The “lucky” company that would benefit from the lease if it was signed is a newly formed one, led by a former Depository Manager official, and has begun opening filling stations in a number of major cities.
The storage capacity of the Samir Oil Refinery in Muhammadiyah included 71 days of various fuels, of which 66 days were gas and 49 days gasoline.
According to statistics from the Ministry of Energy Transition and Sustainable Development, all fuel distribution companies have a stock of the most used gasoline in Morocco for 38 days, while the law establishes a guarantee of at least 60 days.
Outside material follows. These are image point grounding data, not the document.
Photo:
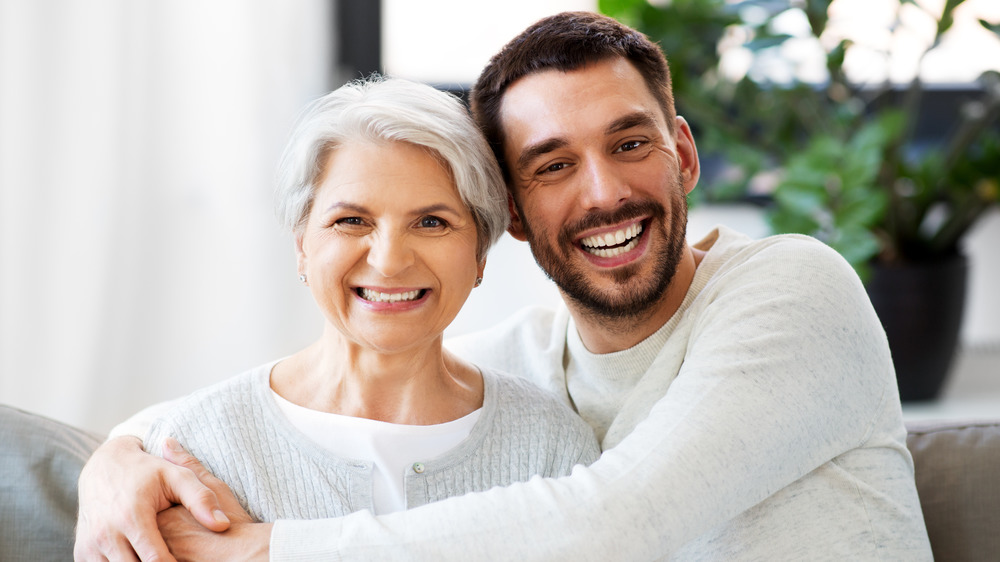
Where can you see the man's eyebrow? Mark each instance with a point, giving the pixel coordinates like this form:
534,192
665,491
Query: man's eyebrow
534,151
637,119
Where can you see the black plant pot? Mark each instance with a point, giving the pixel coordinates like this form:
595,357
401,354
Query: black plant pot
920,306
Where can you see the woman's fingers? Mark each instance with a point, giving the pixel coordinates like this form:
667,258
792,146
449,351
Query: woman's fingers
210,500
120,493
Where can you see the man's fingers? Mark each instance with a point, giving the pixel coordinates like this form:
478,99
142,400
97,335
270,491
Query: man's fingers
193,488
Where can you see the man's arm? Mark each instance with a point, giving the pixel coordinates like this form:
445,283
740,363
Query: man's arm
122,488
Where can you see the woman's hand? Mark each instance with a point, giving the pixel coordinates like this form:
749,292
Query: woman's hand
121,490
190,541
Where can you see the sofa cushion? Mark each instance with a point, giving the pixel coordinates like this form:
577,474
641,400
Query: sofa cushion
957,469
40,461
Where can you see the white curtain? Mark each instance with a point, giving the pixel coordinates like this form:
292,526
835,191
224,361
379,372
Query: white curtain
139,254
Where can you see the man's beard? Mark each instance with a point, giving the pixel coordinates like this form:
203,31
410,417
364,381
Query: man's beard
631,297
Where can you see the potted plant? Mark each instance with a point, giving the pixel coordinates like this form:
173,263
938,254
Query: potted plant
841,161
In May 2020, the government filed a lawsuit to develop the Samir reservoirs to increase oil reserves, which was accepted, but the lease was not signed at a time when a barrel of oil cost about $20.
The new approach to leasing Samir tanks will allow the company, which has not been operating since 2015, to support its monthly expenses with financial resources. the company does not look at the move with satisfaction because it is “not necessarily the best deal.”
The union service warned in a press release of the implications of what it called “exclusive tank leases and no requests for proposals for a distribution company on behalf of which an exclusive permit is being issued” on the course of Samir’s comprehensive asset transfer efforts and on the rights of tenants and interests of creditors.
The trade union body considered that “this decision is contrary to the rules of transparency and competition between stakeholders inside and outside Morocco, and is also an unjustified departure from the procedure for submitting requests for offers in order to select the most suitable offer that will guarantee the interests of Samir and help to increase the national stock of oil and fuel materials, as well as to help reduce prices in the interests of small and large consumers and improve the conditions for competition between sector participants.
Representatives of the company’s employees also confirmed that “a safe and guaranteed solution for the rights and interests of all parties involved in the case of Samir will be achieved only by transferring the assets cleared of debts and mortgages to Samir, in accordance with the rules of Moroccan commercial law, for account of the Moroccan state.
The Samir Refinery, located in the city of Muhammadiyah, was the only refinery available to Morocco for refining oil, and it ceased operation after it ran into debts of over AED40 billion during its period under Saudi businessman Muhammad Hussein Al Amoudi, and in 2016, a decision was made to liquidate it, but so far this has not been successful.